82 Section 4
When an organization is mature in using EVM, performance indices are compared against variation thresholds
derived from historical data of past projects, which work as control limits. When the performance indices vary
within the thresholds, then no corrective action is required. A variation beyond the control limit can be a warning
sign that corrective action is recommended to counter the negative performance or to exploit the positive
performance being observed. This approach, based on thresholds, can also be used to implement management
by exception.
4.4.1.4 POTENTIAL CAUSES OF VARIANCES
Once variances are identified and measured, it is important to diagnose the causes so that, when necessary, action
can be taken to either mitigate or enhance their influence over the project.
Effective management does not aim at the absence of variance. Instead, good management is about identifying and
measuring variance, understanding its causes, and acting upon them, when required. This is a continuous process
where negative variance is treated early to prevent propagation and ripple effects, and where positive variance is
exploited as opportunities to improve the project’s final performance.

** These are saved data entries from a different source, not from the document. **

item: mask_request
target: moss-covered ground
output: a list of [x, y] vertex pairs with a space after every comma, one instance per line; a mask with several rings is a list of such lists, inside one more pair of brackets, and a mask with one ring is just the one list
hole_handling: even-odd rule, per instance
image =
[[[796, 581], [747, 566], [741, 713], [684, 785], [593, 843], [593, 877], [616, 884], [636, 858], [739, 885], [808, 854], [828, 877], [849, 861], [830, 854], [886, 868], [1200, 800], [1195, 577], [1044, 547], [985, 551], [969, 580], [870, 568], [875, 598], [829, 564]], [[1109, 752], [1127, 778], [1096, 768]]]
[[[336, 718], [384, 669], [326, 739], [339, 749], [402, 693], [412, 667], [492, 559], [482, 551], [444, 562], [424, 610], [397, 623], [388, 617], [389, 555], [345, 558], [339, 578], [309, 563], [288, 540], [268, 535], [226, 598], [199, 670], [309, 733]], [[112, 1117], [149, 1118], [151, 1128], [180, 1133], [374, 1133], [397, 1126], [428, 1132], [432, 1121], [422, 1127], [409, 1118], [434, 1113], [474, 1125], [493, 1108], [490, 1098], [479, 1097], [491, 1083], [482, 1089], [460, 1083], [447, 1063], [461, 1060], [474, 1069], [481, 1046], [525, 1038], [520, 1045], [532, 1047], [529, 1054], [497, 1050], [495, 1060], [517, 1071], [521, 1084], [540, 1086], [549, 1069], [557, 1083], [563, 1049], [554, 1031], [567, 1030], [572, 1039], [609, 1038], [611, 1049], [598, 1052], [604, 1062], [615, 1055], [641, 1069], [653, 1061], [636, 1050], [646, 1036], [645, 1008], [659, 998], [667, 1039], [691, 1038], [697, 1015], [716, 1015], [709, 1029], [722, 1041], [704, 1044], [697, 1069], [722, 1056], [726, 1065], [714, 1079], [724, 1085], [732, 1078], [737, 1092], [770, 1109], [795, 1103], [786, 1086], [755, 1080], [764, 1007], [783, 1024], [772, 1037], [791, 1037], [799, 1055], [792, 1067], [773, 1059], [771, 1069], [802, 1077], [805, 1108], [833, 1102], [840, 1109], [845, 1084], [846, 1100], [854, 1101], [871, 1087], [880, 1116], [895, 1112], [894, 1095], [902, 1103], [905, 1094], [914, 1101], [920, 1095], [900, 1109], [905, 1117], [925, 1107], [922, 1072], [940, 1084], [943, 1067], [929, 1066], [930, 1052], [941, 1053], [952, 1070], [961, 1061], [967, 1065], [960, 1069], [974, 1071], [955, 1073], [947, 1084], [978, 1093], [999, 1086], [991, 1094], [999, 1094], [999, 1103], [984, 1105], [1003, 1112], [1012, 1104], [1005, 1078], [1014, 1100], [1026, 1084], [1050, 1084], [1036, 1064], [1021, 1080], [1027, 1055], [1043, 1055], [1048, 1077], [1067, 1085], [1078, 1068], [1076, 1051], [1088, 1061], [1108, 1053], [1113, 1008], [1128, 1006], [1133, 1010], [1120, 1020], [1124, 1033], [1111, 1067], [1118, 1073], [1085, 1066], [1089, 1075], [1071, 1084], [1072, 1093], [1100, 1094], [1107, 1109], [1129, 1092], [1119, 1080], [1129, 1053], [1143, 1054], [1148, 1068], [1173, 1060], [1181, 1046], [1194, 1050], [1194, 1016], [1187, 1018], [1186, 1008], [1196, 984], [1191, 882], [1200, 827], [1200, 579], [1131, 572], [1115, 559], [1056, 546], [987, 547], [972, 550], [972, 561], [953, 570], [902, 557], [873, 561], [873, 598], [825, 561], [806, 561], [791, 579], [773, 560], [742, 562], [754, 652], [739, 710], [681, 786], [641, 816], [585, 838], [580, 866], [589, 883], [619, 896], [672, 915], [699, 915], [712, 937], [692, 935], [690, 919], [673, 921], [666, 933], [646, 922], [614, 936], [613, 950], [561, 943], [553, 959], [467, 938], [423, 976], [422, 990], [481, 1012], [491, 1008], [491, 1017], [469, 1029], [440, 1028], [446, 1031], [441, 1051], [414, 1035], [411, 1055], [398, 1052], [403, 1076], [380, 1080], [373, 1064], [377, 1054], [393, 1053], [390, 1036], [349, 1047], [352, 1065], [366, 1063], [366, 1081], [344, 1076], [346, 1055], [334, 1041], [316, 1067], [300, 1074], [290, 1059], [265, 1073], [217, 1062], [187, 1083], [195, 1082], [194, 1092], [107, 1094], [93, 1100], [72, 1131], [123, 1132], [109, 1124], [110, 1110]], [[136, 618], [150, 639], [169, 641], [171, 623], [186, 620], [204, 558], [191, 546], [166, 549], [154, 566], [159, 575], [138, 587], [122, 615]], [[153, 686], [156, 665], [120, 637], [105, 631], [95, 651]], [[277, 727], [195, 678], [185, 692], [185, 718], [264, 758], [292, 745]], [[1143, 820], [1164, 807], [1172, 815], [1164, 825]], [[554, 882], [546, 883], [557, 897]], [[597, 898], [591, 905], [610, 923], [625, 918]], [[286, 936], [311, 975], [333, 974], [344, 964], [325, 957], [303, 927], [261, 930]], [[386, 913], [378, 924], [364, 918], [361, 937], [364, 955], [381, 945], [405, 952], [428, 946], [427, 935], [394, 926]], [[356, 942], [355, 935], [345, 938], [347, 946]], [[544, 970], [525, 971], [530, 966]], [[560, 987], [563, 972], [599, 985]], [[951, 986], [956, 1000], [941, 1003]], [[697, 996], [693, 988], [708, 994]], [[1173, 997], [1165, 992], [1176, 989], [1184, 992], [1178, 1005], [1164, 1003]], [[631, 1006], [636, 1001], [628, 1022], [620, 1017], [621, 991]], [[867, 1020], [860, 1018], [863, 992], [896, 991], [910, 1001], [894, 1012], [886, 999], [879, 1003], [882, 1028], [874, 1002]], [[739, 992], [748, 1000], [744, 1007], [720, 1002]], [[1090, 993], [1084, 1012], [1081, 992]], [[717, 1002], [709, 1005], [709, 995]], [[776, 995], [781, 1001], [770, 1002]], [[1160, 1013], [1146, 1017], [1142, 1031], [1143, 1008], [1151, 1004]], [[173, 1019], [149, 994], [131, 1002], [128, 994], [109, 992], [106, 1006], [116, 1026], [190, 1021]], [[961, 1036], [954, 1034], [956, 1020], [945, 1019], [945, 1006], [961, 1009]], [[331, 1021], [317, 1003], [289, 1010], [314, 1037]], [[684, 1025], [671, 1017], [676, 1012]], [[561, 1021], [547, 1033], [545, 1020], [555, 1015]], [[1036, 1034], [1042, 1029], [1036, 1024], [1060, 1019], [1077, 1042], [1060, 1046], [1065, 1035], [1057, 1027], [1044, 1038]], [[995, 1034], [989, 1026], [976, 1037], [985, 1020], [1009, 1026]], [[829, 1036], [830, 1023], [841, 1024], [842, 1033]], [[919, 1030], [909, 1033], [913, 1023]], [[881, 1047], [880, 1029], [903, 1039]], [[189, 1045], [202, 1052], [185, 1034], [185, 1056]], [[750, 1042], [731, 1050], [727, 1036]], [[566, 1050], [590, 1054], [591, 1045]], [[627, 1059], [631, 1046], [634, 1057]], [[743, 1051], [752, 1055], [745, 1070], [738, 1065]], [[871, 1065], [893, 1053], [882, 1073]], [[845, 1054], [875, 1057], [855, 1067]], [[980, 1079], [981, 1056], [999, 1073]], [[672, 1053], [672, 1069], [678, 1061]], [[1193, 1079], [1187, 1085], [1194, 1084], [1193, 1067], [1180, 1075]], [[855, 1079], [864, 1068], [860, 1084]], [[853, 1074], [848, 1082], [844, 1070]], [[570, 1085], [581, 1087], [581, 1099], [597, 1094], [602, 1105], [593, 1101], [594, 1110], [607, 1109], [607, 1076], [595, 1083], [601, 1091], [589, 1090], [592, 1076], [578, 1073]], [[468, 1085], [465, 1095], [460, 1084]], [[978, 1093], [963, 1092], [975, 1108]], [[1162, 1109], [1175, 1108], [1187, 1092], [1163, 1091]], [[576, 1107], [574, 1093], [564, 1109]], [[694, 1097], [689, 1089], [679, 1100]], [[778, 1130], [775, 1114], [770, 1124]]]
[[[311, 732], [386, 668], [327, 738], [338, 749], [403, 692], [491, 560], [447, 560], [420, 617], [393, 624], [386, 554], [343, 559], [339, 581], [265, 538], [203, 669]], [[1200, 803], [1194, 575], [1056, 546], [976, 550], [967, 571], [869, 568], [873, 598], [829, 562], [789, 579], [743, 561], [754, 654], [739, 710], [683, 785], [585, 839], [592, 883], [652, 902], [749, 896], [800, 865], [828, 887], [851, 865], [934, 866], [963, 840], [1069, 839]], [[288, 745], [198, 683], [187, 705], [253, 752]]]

The EVM metrics and indices help to diagnose variation by providing detailed visibility of where the variance is
occurring:
Causes for variances can be identified by using the varying levels of the WBS to identify the scope components
with the larger variances;
Variances can be calculated on specific segments of the project scope, for example:
Scope assigned to specific contractors or functional units,
Type of work (e.g., engineering, excavation, programming), and
Type of resource engaged in doing the work.
This type of top-down and segmented analysis is useful for understanding where, who, and what type of work is
overperforming or underperforming. This analysis focuses the action where it is most needed.
When an organization is mature in using EVM, correlations regarding the status of the project can be established
using EVM metrics, performance indices, and potential causes for variance based on historical data and lessons
learned. In other words, common symptoms can be consistently linked to potential causes, as shown in Table 4-2.